The deep renovation of existing buildings is essential to achieve the European Union’s energy and climate objectives for 2020 and 2050. However, a key obstacle is the lack of financing schemes adapted to the existing building stock, whether public, commercial or residential.
We propose a critical inventory of traditional and alternative financing schemes. Case studies include schemes based on energy performance contracting, such as market facilitation in Berlin and EPC for deep renovation in in Latvia and France. Pooling buildings or bundling different building owners is presented as a way to make projects more bankable.
We then analyse third-party investment schemes which disconnect the burden of debt from the building owner and attach it to the building, such as PACE schemes (US) and the Green Deal (UK), used by the City of Newcastle to invest in projects carried out by a private delivery partner. We also present Energies POSIT’IF, the public ESCO recently created by the Ile-de-France region to invest in the deep renovation of condominiums.
The provision of affordable and sufficient financing for ESCOs can be facilitated through soft loans, loan guarantees, or even portfolio guarantees as provided by BgEEF in Bulgaria. ESCOs can be refinanced through the assignment of their claim on future energy services to specialised vehicles, such as the EESF in Bulgaria, or through securitisation and the emission of bonds at a later stage.
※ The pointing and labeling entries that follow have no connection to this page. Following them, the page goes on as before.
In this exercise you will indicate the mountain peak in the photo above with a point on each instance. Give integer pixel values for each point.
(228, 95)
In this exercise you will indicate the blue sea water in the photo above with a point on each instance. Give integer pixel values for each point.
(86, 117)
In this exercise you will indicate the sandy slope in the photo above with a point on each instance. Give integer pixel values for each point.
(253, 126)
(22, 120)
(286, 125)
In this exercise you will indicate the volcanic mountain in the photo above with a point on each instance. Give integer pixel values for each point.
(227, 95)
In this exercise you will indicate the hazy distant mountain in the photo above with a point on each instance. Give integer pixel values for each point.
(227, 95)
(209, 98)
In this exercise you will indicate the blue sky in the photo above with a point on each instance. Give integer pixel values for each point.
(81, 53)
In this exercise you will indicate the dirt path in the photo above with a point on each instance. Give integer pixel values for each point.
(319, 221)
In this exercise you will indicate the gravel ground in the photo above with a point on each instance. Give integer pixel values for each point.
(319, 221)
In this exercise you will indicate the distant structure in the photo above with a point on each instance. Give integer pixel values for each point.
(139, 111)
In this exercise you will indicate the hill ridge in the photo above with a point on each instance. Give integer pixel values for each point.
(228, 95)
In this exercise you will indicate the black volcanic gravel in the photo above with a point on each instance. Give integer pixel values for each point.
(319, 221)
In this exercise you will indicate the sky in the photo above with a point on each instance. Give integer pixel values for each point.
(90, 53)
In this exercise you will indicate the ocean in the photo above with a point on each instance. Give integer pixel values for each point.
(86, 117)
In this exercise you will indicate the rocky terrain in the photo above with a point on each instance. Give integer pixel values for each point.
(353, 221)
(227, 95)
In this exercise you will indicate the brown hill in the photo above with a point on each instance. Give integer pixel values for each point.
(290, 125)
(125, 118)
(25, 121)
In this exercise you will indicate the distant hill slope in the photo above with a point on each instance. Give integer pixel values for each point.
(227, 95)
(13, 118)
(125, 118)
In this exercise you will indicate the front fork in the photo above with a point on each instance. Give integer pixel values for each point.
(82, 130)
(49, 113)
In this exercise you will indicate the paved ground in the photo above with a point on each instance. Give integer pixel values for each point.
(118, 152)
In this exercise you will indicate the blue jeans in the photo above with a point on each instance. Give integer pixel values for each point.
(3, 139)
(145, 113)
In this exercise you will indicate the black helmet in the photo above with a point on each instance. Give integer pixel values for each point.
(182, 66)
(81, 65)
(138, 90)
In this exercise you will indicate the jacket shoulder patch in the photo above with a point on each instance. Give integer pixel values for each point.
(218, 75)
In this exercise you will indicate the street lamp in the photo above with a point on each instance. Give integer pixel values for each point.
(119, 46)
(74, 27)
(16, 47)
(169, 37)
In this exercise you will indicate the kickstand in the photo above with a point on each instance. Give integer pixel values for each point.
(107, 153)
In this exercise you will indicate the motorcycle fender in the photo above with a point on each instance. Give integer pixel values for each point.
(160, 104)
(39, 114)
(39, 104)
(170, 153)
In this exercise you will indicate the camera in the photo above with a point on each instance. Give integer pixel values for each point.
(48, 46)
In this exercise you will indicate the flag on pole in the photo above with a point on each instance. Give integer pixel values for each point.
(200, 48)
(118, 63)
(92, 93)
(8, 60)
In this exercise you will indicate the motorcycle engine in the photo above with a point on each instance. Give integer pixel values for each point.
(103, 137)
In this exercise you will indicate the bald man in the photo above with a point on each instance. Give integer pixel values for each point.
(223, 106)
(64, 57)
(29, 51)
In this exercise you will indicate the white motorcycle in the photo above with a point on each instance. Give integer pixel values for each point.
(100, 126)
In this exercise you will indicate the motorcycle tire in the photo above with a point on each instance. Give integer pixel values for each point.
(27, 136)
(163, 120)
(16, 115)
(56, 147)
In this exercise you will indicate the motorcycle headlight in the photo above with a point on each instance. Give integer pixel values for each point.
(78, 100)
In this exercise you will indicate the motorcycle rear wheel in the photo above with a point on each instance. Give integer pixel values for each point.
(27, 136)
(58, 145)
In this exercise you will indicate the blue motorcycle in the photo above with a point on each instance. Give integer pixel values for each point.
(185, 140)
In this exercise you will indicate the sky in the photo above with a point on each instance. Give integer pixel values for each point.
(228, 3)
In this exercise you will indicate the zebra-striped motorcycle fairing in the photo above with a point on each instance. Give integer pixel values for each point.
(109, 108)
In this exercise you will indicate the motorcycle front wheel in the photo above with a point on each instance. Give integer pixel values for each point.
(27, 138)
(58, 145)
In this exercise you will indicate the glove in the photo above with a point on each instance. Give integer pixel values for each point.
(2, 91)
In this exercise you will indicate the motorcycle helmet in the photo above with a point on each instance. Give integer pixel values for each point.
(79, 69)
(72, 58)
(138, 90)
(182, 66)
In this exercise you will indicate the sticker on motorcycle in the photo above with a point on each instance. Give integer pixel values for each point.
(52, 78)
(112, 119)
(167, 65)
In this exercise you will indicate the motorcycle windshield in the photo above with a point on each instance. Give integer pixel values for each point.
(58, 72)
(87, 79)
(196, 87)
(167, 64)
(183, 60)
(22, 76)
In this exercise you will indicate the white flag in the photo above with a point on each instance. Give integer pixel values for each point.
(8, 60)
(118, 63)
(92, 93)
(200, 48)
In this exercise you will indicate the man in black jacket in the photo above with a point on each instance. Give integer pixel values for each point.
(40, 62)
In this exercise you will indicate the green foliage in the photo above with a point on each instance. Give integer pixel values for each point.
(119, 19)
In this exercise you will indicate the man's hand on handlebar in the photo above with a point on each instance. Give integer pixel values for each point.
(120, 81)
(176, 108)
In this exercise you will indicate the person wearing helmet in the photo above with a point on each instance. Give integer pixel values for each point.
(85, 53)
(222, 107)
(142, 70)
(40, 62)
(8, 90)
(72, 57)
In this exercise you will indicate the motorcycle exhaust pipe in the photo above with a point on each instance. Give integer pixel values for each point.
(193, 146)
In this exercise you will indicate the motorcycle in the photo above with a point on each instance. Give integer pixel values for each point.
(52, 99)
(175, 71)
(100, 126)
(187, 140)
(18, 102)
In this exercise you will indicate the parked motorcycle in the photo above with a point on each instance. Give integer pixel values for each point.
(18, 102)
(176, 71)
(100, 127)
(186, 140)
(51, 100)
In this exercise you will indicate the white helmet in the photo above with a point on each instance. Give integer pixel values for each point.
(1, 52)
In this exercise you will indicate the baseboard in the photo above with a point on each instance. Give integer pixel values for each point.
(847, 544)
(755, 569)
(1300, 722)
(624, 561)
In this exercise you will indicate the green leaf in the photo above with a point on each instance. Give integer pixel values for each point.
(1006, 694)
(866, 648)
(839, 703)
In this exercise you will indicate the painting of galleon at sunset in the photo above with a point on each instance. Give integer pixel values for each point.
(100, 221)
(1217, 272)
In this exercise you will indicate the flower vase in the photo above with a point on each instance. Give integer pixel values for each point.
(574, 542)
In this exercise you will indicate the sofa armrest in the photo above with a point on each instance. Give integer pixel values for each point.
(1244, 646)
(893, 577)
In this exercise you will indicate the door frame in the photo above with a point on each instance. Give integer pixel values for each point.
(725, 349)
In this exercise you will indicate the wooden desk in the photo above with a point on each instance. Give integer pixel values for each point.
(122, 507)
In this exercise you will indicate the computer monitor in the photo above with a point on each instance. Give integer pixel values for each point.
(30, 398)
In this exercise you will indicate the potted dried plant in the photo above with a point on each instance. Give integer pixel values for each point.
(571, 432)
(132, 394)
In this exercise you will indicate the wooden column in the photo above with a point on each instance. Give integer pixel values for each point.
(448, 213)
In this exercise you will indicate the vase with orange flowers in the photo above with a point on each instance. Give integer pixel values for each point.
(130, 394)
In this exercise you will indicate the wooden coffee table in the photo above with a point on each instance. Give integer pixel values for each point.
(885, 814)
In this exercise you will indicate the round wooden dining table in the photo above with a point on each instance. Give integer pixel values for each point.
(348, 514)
EU structural funding, expected to double, could be used to develop financing vehicles adapted to the needs of the different schemes, or to fund the development of a credible project pipeline.
It is possible to develop financing schemes adapted to the large-scale deep renovation of buildings. Their replication, adaptation and up-scaling will require public support in the coming years, in the form of improvements in the legal and policy framework, project development assistance, and capacity building along the whole value chain.